Reputation: 3321
I would like to identify the best process for producing summary text in a final report.
x <- tribble(
~year, ~service, ~account, ~amount,
"2001", "Army", "operations", 5000000,
"2001", "Navy", "operations", 1500000,
"2002", "Army", "operations", 6000000,
"2002", "Navy", "operations", 1700000,
"2001", "Army", "repair", 500000,
"2001", "Navy", "repair", 300000,
"2002", "Army", "repair", 400000,
"2002", "Navy", "repair", 600000)
Desired text, for each service.
"Between [year.min] and [year.max], the [service]

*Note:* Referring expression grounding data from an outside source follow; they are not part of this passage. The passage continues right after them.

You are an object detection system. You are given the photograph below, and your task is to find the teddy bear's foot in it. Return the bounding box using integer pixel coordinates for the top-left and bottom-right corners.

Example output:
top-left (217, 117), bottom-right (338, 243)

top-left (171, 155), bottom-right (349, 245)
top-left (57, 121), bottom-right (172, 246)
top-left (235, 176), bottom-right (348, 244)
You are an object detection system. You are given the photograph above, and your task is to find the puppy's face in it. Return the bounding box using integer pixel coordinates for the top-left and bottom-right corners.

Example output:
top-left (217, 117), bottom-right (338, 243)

spent an average of [average amount]. The largest account
in terms of spending within the [service] was [account],
which ranked [rank] and fluctuated between [min amount]
and [max amount], with a high of [max amount] in [year] to
a low of [min] in [year]."
Desired Output would be in a table. The process would repeated at many sublevels (account, sub-account, etc).
service summary_text
<chr> <chr>
1 Army concatenated
2 Navy concatenated
Ultimately, I would like to export the result as an html table beside sparklines, which is fairly trivial in Excel.
service sparkline summary_text
<chr> <chr> <chr>
1 Army sparkline concatenated text
2 Navy sparkline concatenated text
Upvotes: 0
Views: 75
Reputation: 3321
Moody Mudskipper's answer with sparklines.
library(tidyverse)
library(sparkline)
library(formattable)
library(glue)
#Data
x <- tribble(
~year, ~service, ~account, ~amount,
"2001", "Army", "operations", 5000000,
"2001", "Navy", "operations", 1500000,
"2002", "Army", "operations", 6000000,
"2002", "Navy", "operations", 1700000,
"2001", "Army", "repair", 500000,
"2001", "Navy", "repair", 300000,
"2002", "Army", "repair", 400000,
"2002", "Navy", "repair", 600000)
# Assemble Text
table <- x %>%
group_by(service, year) %>%
summarise(total = sum(amount)) %>%
group_by(service) %>%
summarise(mean_annual_service = mean(total),
# years range
first.year = min(year),
last.year = max(year),
# min and max years, amounts
year.min= year[which.min(total)],
year.max = year[which.max(total)],
min.amount = total[which.min(total)],
max.amount = total[which.max(total)]) %>%
# Final Text
mutate(Description = glue('Between {first.year} and {last.year},
the average spending in the {service} was
${prettyNum(mean_annual_service, big.mark = ",")},
with a high of ${prettyNum(max.amount, big.mark = ",")} in {year.max}, and a low of
${prettyNum(min.amount, big.mark = ",")} in {year.min}') ) %>%
select(service, Description)
# Add Sparkline
x %>%
group_by(service, year) %>%
summarise(total = sum(amount)) %>%
summarise(
Sparkline = spk_chr(
total,
type = "line",
chartRangeMin=min(total),
chartRangeMax=max(total))) %>%
left_join(table) %>%
formattable() %>%
as.htmlwidget() %>%
spk_add_deps()
Upvotes: 0
Reputation: 47320
Using dplyr
and glue
with different strategies of grouping:
library(dplyr)
library(glue)
output <- x %>%
group_by(service,account) %>%
mutate(amount_sum = sum(amount)) %>%
group_by(service) %>%
mutate(average.amount=mean(amount)) %>%
filter(amount_sum == max(amount_sum)) %>%
summarize(
year.min=min(year),
year.max=max(year),
average.amount=first(average.amount),
account=first(account),
rank=1,
min.amount =min(amount),
max.amount=max(amount),
year.min.amount = year[which.min(amount)],
year.max.amount = year[which.max(amount)]) %>%
transmute(service,
summary_text= glue("Between {year.min} and {year.max}, the {service}
spent an average of {average.amount}. The largest account
in terms of spending within the {service} was {account},
which ranked {rank} and fluctuated between {min.amount}
and {max.amount}, with a high of {max.amount} in {year.max.amount} to
a low of {min.amount} in {year.min.amount}."))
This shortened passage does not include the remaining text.